Q: Quanto sono importanti le persone: me ne rendo conto da founder, ma ancora di più da investitore, perché oggi – al di là delle idee – mi accorgo quanto sia importante investire sulle persone. Oggi l’80% dei miei investimenti sono fatti quando incontro persone sulle quali credo. L’idea magari può non essere giusta in quella fase, ma so bene che quella persona non si fermerà davanti agli ostacoli, o magari che riuscirà a reindirizzare l’idea nel percorso della startup.
Ultima domanda un po’ alla Marzullo: il claim del nostro format è “niente è impossibile” e mi piace pensare che quando credi in qualcosa, davvero nulla può fermarti. Allora ti chiedo: qual è stato il rischio più grande che hai corso per raggiungere qualcosa che per te era impossibile?
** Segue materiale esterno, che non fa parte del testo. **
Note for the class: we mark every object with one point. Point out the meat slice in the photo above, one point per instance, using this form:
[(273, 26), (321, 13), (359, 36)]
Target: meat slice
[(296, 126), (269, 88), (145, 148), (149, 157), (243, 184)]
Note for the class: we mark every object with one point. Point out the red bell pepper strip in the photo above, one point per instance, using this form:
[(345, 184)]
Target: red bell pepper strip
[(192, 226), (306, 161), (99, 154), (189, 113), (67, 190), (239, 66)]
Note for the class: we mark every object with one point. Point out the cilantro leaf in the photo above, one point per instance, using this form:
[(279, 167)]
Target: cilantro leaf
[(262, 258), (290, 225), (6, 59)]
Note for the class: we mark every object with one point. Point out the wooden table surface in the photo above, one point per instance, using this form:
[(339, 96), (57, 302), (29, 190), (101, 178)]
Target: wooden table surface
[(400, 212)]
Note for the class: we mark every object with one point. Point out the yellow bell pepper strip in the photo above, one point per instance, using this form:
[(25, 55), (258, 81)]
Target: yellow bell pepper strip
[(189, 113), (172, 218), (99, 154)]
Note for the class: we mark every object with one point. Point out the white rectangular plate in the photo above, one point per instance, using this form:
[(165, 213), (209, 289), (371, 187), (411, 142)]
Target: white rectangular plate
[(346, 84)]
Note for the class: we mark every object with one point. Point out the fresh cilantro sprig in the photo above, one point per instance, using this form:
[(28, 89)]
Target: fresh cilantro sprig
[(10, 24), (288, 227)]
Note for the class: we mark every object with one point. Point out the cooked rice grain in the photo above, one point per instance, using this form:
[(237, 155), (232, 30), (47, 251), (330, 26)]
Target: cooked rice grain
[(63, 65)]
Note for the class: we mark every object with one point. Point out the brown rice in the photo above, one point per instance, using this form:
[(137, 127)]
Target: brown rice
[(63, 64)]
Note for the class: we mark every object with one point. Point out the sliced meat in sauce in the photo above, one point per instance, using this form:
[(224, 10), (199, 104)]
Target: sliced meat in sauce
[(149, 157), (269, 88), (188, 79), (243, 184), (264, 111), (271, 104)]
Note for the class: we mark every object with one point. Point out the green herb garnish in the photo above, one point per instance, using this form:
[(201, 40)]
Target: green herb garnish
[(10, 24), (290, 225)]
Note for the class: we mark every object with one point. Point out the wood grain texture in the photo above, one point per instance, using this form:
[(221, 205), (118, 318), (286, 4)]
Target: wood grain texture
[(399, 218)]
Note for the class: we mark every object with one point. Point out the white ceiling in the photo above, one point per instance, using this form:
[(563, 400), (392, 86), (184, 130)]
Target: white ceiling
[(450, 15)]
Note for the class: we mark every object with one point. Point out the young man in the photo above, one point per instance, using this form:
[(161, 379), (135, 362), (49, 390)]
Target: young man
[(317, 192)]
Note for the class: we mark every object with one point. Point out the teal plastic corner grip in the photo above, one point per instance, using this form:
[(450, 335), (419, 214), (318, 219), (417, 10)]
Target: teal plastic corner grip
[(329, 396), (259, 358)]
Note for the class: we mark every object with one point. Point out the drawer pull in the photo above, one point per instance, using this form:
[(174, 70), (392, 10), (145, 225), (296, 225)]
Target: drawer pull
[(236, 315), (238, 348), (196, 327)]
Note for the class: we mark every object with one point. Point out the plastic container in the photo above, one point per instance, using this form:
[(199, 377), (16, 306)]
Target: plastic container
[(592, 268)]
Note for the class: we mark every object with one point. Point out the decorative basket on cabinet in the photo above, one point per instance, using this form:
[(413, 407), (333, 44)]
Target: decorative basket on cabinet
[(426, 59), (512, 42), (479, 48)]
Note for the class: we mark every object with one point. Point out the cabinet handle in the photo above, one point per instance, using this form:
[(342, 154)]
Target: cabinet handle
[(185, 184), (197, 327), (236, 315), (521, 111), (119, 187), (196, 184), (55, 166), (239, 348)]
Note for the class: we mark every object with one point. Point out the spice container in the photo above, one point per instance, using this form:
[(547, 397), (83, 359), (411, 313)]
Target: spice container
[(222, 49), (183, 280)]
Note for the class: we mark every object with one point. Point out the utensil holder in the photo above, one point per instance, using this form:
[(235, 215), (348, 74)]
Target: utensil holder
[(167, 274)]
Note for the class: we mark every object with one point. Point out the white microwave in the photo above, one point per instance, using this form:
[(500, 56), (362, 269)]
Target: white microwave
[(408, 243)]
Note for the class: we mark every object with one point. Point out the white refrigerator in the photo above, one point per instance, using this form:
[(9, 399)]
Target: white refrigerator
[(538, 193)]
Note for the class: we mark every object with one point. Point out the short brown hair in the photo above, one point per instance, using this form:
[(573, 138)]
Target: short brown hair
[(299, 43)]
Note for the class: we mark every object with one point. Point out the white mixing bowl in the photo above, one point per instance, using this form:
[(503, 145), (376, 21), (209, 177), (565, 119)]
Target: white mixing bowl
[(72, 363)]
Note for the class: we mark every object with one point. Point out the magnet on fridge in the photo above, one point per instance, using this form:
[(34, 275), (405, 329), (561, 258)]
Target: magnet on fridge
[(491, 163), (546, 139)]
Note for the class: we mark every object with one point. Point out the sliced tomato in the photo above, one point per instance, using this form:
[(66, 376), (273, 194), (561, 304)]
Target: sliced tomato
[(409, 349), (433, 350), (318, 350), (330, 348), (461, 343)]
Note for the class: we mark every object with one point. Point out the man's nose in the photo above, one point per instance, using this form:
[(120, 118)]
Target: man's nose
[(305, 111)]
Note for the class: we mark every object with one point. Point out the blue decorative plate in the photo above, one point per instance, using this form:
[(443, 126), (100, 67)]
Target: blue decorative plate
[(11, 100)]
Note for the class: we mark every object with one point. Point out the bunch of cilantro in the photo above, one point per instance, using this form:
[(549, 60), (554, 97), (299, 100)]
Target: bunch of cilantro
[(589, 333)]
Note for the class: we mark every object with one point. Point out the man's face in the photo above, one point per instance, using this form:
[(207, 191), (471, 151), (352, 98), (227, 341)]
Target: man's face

A: Considera che adesso è la seconda volta, nel giro di pochi anni, che mi azzero lo stipendio e il business card, per provare a inseguire qualcosa.
Di recente, ero un po’ giù, a un amico ho detto: non so se è una buona idea continuare a fare questo lascia e raddoppia. Però so anche che è questo il mio modo di fare ed è il punto di partenza per metterci il giusto commitment per creare qualcosa che non c’è e che sembra impossibile (finché non lo realizzi).
Q: Infatti! Penso che sei proprio la persona più giusta a cui porre questa domanda: in questo nuovo progetto che stai realizzando, sfidante, sei la dimostrazione di questo tipo di atteggiamento. Ti faccio un grande in bocca al lupo, ciao Ale!